The Brent crude-oil pipeline system remained closed Monday as work continued to contain a second hydrocarbon leak this year at a key North Sea platform.

"At the moment we don't have any kind of timescale on when we can be up and running again," a spokeswoman for TAQA Bratani, operator of the Cormorant Alpha platform, told Dow Jones Newswires, adding "everything is completely under control" on the platform that houses the pipeline's pumping mechanism.

The Brent pipeline system delivers 100,000 barrels a day of the benchmark crude from
North Sea fields to the export terminal at Sullom Voe, in the Shetland Islands .

Cormorant Alpha was also shut down and partially evacuated in January following a similar incident. TAQA Bratani, a subsidiary of Abu Dhabi National Energy Co. (TAQA.AD), said on both occasions that no hydrocarbons had been released into the environment, while Saturday's statement said that all staff were safe and well.

The outage has several knock-on effects. Oil from 27 fields flows through the platform, a process that is on hold until it is again functional.

The
U.K. natural-gas industry has also been affected. Total SA's (TOT) St. Fergus terminal, north of Aberdeen , which delivers an average 21% of the gas used in the U.K. each day, cannot operate due to the issues further up the production chain.

"The problem at Cormorant Alpha means we can't export our condensates and, as it isn't possible to produce gas without condensates, we have had to stop all hydrocarbon export from [our fields at] Alwyn [which flows to St. Fergus]...this has been the case since Saturday morning," a spokesman for Total wrote in an email.

Other production issues are affecting the
U.K. 's offshore oil and gas industry this week. The Elgin-Franklin gas field, also operated by Total, remains closed after a leak last year while the U.K. 's offshore regulator assesses the case for a restart. Maintenance at the U.K. 's largest oil field, the 200,000 barrel-a-day Buzzard, continues to diminish volumes of oil flowing to shore.

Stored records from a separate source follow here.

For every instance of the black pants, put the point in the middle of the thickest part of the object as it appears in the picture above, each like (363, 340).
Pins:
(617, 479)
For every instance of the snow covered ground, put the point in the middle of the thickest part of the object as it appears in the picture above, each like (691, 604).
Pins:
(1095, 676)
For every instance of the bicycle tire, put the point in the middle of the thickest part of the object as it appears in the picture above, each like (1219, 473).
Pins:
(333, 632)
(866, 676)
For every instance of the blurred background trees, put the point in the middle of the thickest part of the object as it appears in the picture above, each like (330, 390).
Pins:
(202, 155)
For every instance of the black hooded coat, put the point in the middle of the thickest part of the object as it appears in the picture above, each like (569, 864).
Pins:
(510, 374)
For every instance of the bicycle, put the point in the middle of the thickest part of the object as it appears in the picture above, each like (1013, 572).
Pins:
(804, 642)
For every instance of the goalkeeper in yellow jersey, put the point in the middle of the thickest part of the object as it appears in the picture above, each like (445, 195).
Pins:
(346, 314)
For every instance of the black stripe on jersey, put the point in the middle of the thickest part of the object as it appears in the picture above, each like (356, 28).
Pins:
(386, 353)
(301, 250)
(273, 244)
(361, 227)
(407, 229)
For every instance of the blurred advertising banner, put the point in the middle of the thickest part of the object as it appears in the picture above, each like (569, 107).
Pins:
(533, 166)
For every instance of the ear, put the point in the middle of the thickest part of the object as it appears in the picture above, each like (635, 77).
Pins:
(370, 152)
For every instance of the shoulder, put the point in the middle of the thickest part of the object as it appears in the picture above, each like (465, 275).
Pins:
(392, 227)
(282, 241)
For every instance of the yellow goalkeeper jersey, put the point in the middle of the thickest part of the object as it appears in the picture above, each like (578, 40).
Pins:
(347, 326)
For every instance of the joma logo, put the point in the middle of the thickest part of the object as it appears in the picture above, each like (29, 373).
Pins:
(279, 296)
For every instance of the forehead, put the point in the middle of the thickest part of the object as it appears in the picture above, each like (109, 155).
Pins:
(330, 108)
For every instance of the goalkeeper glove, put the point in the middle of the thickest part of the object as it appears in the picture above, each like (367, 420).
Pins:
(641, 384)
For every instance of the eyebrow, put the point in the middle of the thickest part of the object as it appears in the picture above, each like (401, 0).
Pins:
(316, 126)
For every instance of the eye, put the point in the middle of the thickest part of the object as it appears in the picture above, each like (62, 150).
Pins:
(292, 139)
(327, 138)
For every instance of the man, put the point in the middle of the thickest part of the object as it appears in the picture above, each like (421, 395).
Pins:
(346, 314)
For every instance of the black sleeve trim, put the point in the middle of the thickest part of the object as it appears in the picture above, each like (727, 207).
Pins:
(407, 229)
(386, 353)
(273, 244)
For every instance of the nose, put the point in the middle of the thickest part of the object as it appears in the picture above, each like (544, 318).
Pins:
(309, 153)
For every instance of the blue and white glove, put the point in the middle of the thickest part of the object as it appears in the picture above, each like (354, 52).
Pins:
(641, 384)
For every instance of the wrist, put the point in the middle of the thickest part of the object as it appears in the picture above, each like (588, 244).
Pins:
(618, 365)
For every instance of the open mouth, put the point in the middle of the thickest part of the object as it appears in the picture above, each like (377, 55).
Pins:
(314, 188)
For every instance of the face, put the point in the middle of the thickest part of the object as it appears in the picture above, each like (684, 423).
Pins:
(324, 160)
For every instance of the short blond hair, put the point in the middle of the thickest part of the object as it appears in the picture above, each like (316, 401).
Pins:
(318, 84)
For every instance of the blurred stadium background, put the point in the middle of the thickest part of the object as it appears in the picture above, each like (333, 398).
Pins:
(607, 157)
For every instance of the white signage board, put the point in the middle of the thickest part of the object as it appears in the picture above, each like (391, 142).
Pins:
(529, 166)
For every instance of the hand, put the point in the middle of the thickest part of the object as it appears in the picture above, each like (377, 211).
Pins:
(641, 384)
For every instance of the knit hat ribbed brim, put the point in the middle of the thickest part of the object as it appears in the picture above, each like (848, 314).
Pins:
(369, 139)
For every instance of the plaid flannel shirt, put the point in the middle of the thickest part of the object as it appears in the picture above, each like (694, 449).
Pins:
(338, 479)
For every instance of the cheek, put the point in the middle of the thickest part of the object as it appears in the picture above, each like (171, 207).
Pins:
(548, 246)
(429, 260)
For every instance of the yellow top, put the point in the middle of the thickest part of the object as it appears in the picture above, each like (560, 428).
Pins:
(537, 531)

An oil trader said Monday that the volume from Buzzard is reduced due to "pigging work [a form of maintenance] on the pipe," but didn't know the extent of the shortfall. Last week production was seen running at around 80,000 barrels a day, according to oil traders.

Field operator Nexen, which is now a subsidiary of China National Offshore Oil Co. (CEO), confirmed last week that maintenance was taking place but didn't comment on by how much volume would be diminished.

David Hufton, an analyst for consultancy and brokerage PVM, said that the incidents had given a boost to the price of oil futures, and that the "front month Brent spread is firmer." He said: "It isn't a drama, just another
North Sea production irritant that keeps the market on its toes."

The oil and gas industry is one of the main drivers of the
U.K. economy, as evidenced by the sector's effect on fourth quarter gross domestic product data. A prolonged total closure at Buzzard in late 2012 contributed to the economy shrinking more than expected in the final three months of the year.

Industry body Oil & Gas UK last week reported that investment in the sector is due to rise to a record 13 billion pounds ($19.55 billon) in 2013.